Avec un effectif de 27 mille étudiants pour 150 enseignants, la mission est pratiquement impossible pour les professeurs à la Faculté de Lettres. L’aveu est du Pr. Bassirou Dieng. Dans la seconde partie de l’entretien qu’il nous a accordé, le responsable de la Mention du Master sur les Migrations internationales et relations interculturelles, lève le voile sur cette Faculté qui accueille plus de la moitié des pensionnaires de l’Ucad.

Wal Fadjri : Avec le lancement de ce Master, peut-on parler d’un premier pas de l’Université de Dakar vers la privatisation ?

Pr. Bassirou DIENG : Non, absolument pas. Il a toujours existé des enseignements payants. L’une des missions de l’université, c’est ‘l’enseignement pour tous tout au long de la vie’. L’université doit être un centre d’éducation pour tous, chargé de l’actualisation des connaissances et du perfectionnement des populations. L’université propose ici des réponses concrètes à un phénomène social, culturel, politique et économique d’une grande ampleur. Et c’est cela l’université moderne. C’est aussi l’intérêt de la réforme Lmd. Le Master sort des sentiers battus et ouvre de nouvelles filières fondées sur la polyvalence. Il ne s’agit plus simplement d’apprendre à apprendre, mais apprendre à faire, apprendre à communiquer, apprendre à entreprendre.

Wal Fadjri : Pensez-vous, au niveau de la Faculté de Lettres, créer des modules parallèles pour décongestionner les différents départements ?

Pr. Bassirou DIENG : La réforme Lmd pourrait être une voie pour la modernisation de l’université. Mais la réforme va aussi multiplier par dix certains problèmes que rencontre actuellement l’université de Dakar. Je vous donne une indication : le Master regroupe l’ancien Certificat de Maîtrise (Cm) et l’ancien Diplôme d’études approfondies (Dea). Le Cm, à la Faculté de Lettres, de manière générale, couvre une centaine d’heures par an, le Dea de même. La particularité de la réforme Lmd, c’est que de la première année de faculté à la deuxième année de Master (5e année), c’est rigoureusement le même nombre d’heures. Une année d’enseignements, c’est 600 heures présentielles. Ainsi, pour ces deux années, pour chaque Master, nous allons passer de 200 à 1200 heures. Un Master, c’est 1000 heures de plus. Pour plus d’informations, on peut contacter le secrétariat du Master au 33-825-40-01 ou par courriel ([email protected]).

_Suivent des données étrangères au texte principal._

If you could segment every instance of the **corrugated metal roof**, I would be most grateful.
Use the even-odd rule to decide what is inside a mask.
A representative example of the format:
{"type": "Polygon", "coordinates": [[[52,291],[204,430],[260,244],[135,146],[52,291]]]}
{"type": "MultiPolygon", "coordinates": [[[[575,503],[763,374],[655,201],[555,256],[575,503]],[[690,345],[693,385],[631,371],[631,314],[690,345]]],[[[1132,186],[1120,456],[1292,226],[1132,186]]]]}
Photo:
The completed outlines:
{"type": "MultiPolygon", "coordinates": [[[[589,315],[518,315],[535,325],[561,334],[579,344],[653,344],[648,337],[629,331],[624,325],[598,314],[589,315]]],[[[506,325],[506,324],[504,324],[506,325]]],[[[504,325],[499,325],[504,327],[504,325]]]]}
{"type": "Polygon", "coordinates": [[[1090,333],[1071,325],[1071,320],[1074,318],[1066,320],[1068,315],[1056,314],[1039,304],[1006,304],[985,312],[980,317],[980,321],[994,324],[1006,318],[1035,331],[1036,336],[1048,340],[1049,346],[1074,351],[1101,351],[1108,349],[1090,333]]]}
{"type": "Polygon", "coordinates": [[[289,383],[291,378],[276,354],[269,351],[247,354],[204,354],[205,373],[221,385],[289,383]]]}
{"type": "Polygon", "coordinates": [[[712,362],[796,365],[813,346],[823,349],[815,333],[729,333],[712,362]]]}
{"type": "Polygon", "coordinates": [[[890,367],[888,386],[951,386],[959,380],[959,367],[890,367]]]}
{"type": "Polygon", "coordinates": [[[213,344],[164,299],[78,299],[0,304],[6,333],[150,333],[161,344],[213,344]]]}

Un problème d’infrastructures et de personnel se pose. Un rapide calcul montre qu’il faudrait 50 assistants, à raison de 08 heures par semaine, pour résorber une partie des enseignements nouveaux qui vont se développer, sans parler du problème des salles. La Faculté de Lettres est pratiquement à terre aujourd’hui, il faut le reconnaître. Cette Faculté accueille la moitié des étudiants de l’université de Dakar et ne compte que 150 enseignants et une vingtaine de salles. Je vous donne des éléments de comparaison : la Faculté de Médecine, (avec les derniers chiffres sortis autour des années 2005), comptait quatre mille étudiants pour 300 enseignants. Faites le quota. A la Faculté de Lettres, on a 27 mille étudiants pour 150 enseignants. C’est pratiquement une mission impossible. Nous enseignants, n’avons même plus la possibilité d’innover. Quand vous êtes dans un amphithéâtre et que vous voyez que la moitié des étudiants sont hors de la salle, suivant un cours à travers les trous des fenêtres, c’est désolant (…). Comment peut-on, au niveau de la licence, avec des examens très pointus, être dehors pour suivre un cours ? Nous touchons ici les limites d’un système.

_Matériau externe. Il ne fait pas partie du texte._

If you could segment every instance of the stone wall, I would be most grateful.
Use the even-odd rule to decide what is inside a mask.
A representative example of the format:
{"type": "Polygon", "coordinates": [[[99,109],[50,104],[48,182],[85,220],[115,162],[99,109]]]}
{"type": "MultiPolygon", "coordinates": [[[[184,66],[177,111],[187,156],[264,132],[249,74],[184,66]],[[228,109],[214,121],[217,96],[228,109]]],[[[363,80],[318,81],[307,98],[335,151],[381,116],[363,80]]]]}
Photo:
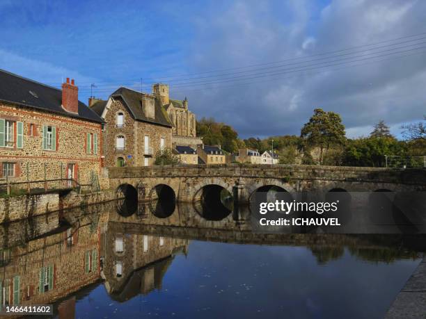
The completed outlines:
{"type": "Polygon", "coordinates": [[[144,158],[148,158],[148,165],[152,165],[154,156],[160,148],[160,138],[164,138],[166,148],[171,148],[171,128],[145,122],[136,121],[121,99],[114,99],[105,117],[106,129],[105,134],[105,163],[107,167],[117,166],[117,159],[120,157],[126,166],[143,166],[144,158]],[[124,124],[118,127],[116,116],[118,113],[124,115],[124,124]],[[125,137],[124,149],[116,149],[116,138],[125,137]],[[150,154],[145,154],[145,136],[150,138],[150,154]]]}
{"type": "MultiPolygon", "coordinates": [[[[103,147],[100,124],[6,104],[0,104],[0,118],[22,122],[24,126],[22,149],[17,147],[16,130],[13,147],[0,149],[0,163],[15,163],[15,177],[9,179],[10,182],[26,181],[27,179],[42,181],[45,171],[47,179],[65,178],[68,164],[77,165],[74,178],[79,179],[80,183],[90,183],[91,172],[100,176],[103,147]],[[44,125],[56,128],[57,140],[54,141],[56,143],[54,151],[43,149],[44,125]],[[87,154],[86,133],[97,134],[97,154],[87,154]]],[[[43,188],[44,183],[31,183],[31,186],[43,188]]],[[[63,184],[61,185],[59,181],[49,182],[47,186],[56,188],[63,186],[63,184]]],[[[22,185],[22,187],[26,188],[26,185],[22,185]]]]}

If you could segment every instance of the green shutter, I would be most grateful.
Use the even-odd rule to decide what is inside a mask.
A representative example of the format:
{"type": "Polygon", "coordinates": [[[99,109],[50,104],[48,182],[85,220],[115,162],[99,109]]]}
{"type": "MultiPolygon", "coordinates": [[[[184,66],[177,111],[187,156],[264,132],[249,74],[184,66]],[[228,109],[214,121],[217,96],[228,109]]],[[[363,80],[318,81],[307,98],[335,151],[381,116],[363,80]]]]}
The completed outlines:
{"type": "Polygon", "coordinates": [[[0,119],[0,147],[4,147],[4,139],[6,138],[4,133],[5,122],[4,119],[0,119]]]}
{"type": "Polygon", "coordinates": [[[49,265],[49,290],[53,289],[53,265],[49,265]]]}
{"type": "Polygon", "coordinates": [[[97,251],[93,250],[92,251],[92,270],[96,271],[97,270],[97,251]]]}
{"type": "Polygon", "coordinates": [[[45,268],[40,268],[40,276],[38,277],[38,292],[43,293],[45,292],[45,268]]]}
{"type": "Polygon", "coordinates": [[[97,154],[97,133],[93,134],[93,153],[97,154]]]}
{"type": "Polygon", "coordinates": [[[56,128],[52,127],[52,151],[56,150],[56,128]]]}
{"type": "Polygon", "coordinates": [[[17,122],[17,137],[16,137],[16,147],[18,149],[22,149],[24,146],[24,123],[22,122],[17,122]]]}
{"type": "Polygon", "coordinates": [[[13,304],[18,305],[20,302],[19,299],[19,276],[13,277],[13,304]]]}
{"type": "Polygon", "coordinates": [[[88,274],[90,271],[90,252],[86,252],[86,262],[84,263],[86,266],[86,273],[88,274]]]}
{"type": "Polygon", "coordinates": [[[43,149],[47,149],[47,126],[43,125],[43,149]]]}

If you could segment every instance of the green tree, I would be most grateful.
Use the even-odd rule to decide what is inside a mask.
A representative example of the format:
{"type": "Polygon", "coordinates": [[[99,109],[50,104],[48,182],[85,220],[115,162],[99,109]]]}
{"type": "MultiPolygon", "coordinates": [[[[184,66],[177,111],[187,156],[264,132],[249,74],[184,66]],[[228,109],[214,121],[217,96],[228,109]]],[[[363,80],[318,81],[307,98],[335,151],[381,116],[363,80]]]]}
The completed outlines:
{"type": "Polygon", "coordinates": [[[374,129],[370,133],[370,138],[393,138],[390,134],[389,126],[388,126],[383,120],[379,121],[374,125],[374,129]]]}
{"type": "Polygon", "coordinates": [[[343,145],[345,135],[345,126],[340,115],[315,108],[309,122],[303,125],[300,136],[306,143],[305,147],[320,147],[320,163],[322,165],[324,150],[328,151],[331,146],[343,145]]]}
{"type": "Polygon", "coordinates": [[[155,154],[155,161],[154,165],[178,165],[180,164],[180,158],[178,155],[173,154],[171,149],[166,149],[158,151],[155,154]]]}

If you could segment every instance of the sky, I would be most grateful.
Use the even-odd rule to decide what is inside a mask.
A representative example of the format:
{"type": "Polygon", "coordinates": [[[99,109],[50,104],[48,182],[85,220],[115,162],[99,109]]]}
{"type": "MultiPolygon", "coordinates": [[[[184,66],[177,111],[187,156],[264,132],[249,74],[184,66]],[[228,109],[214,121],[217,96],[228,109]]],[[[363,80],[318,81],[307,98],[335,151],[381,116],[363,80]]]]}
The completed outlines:
{"type": "Polygon", "coordinates": [[[423,0],[0,0],[0,68],[79,99],[171,85],[240,137],[300,133],[314,108],[347,136],[426,114],[423,0]]]}

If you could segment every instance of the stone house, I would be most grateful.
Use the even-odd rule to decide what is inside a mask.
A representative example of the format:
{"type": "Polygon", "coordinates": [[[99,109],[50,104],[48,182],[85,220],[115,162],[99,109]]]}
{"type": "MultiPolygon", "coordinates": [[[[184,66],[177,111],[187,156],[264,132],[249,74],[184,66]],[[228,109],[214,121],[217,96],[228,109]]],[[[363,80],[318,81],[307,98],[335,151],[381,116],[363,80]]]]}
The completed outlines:
{"type": "Polygon", "coordinates": [[[242,149],[238,150],[238,155],[235,157],[235,161],[239,163],[260,164],[262,158],[260,157],[260,153],[257,150],[242,149]]]}
{"type": "MultiPolygon", "coordinates": [[[[0,70],[3,183],[68,178],[97,184],[102,165],[102,119],[79,101],[74,80],[68,78],[59,90],[0,70]]],[[[76,182],[52,182],[48,187],[64,183],[71,186],[76,182]]]]}
{"type": "Polygon", "coordinates": [[[198,163],[197,152],[189,146],[176,146],[175,150],[182,164],[196,165],[198,163]]]}
{"type": "Polygon", "coordinates": [[[202,141],[196,137],[196,115],[188,109],[188,99],[183,101],[169,97],[168,85],[157,83],[152,85],[152,95],[164,108],[172,123],[173,145],[190,146],[196,148],[202,141]]]}
{"type": "Polygon", "coordinates": [[[172,124],[154,95],[120,88],[107,101],[89,106],[106,123],[104,131],[105,165],[148,166],[155,154],[172,147],[172,124]]]}
{"type": "Polygon", "coordinates": [[[261,156],[261,164],[278,164],[278,156],[276,153],[272,151],[265,151],[261,156]]]}
{"type": "Polygon", "coordinates": [[[197,147],[197,154],[202,164],[216,165],[226,163],[226,156],[221,149],[221,145],[198,145],[197,147]]]}

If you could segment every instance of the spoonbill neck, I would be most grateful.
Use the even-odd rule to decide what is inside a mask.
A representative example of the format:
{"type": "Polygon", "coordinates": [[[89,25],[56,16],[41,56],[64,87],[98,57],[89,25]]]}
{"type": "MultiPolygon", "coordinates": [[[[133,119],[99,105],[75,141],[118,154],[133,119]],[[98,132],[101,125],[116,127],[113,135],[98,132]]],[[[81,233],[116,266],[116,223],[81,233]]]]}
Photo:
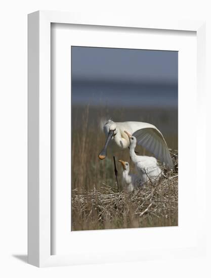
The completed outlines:
{"type": "Polygon", "coordinates": [[[132,160],[134,160],[138,156],[135,152],[135,146],[133,145],[130,146],[130,155],[132,160]]]}

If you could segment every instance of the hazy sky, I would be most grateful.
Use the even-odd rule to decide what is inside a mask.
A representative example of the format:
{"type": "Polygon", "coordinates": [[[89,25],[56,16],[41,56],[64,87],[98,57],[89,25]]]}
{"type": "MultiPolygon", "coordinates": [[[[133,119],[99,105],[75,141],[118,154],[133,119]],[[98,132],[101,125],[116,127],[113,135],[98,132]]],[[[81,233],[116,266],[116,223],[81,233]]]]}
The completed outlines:
{"type": "Polygon", "coordinates": [[[72,47],[72,103],[177,106],[178,52],[72,47]]]}

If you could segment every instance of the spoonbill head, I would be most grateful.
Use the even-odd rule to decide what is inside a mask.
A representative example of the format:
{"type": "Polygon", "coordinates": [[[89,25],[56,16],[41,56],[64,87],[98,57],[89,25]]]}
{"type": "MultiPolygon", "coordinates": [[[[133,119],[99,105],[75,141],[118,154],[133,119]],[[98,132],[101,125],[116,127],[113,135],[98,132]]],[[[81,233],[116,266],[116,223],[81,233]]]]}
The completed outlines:
{"type": "Polygon", "coordinates": [[[119,162],[121,164],[123,170],[126,170],[126,171],[130,171],[130,165],[126,161],[123,161],[123,160],[119,160],[119,162]]]}
{"type": "Polygon", "coordinates": [[[126,161],[119,160],[122,167],[122,184],[123,189],[131,192],[135,189],[138,189],[143,184],[141,178],[135,174],[130,173],[130,164],[126,161]]]}

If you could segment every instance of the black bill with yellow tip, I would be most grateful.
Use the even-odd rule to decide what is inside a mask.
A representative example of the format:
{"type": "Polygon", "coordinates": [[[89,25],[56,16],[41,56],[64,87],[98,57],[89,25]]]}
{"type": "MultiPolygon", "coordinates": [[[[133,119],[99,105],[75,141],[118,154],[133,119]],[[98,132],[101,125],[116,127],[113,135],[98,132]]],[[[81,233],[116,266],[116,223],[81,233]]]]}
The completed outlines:
{"type": "Polygon", "coordinates": [[[105,158],[106,156],[107,148],[108,146],[108,144],[110,142],[110,140],[111,139],[111,138],[113,135],[113,132],[114,132],[113,130],[109,130],[105,146],[99,155],[99,158],[100,158],[100,159],[104,159],[104,158],[105,158]]]}

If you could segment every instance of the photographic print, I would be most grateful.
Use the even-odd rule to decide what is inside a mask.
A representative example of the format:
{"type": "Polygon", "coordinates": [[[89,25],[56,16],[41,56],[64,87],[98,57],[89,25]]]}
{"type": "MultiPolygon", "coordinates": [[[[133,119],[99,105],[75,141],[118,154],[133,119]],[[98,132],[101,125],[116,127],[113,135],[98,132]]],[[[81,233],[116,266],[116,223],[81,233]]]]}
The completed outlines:
{"type": "Polygon", "coordinates": [[[71,52],[71,230],[177,226],[178,52],[71,52]]]}

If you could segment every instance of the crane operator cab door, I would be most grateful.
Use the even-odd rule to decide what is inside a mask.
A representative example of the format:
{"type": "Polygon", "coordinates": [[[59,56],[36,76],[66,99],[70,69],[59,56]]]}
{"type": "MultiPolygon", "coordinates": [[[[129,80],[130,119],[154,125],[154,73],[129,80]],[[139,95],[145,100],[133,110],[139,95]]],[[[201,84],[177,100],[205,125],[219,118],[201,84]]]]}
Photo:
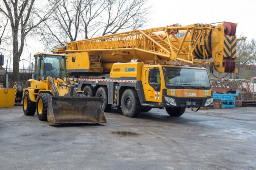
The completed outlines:
{"type": "Polygon", "coordinates": [[[161,102],[162,97],[161,76],[159,68],[145,68],[143,69],[142,79],[146,100],[161,102]]]}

Wal Fadjri : Quelles sont les normes, dans ce cadre, de l’université moderne ?

Pr. Bassirou DIENG : Vous savez que dans toutes les universités du monde, un groupe de Travaux dirigés (Td) ne doit pas excéder 35 étudiants. A la Faculté de Lettres de l’université de Dakar, on ne peut pas faire de Td à moins 200 ou 300 étudiants. Ce sont des cours plus que des Td, sans parler du campus social. Il y a, à peine une vingtaine d’années, il y avait tout au plus deux étudiants dans les chambres. Dès que vous entriez en troisième année, vous aviez droit à une chambre individuelle. C’était une promotion stimulante pour se lancer dans la recherche.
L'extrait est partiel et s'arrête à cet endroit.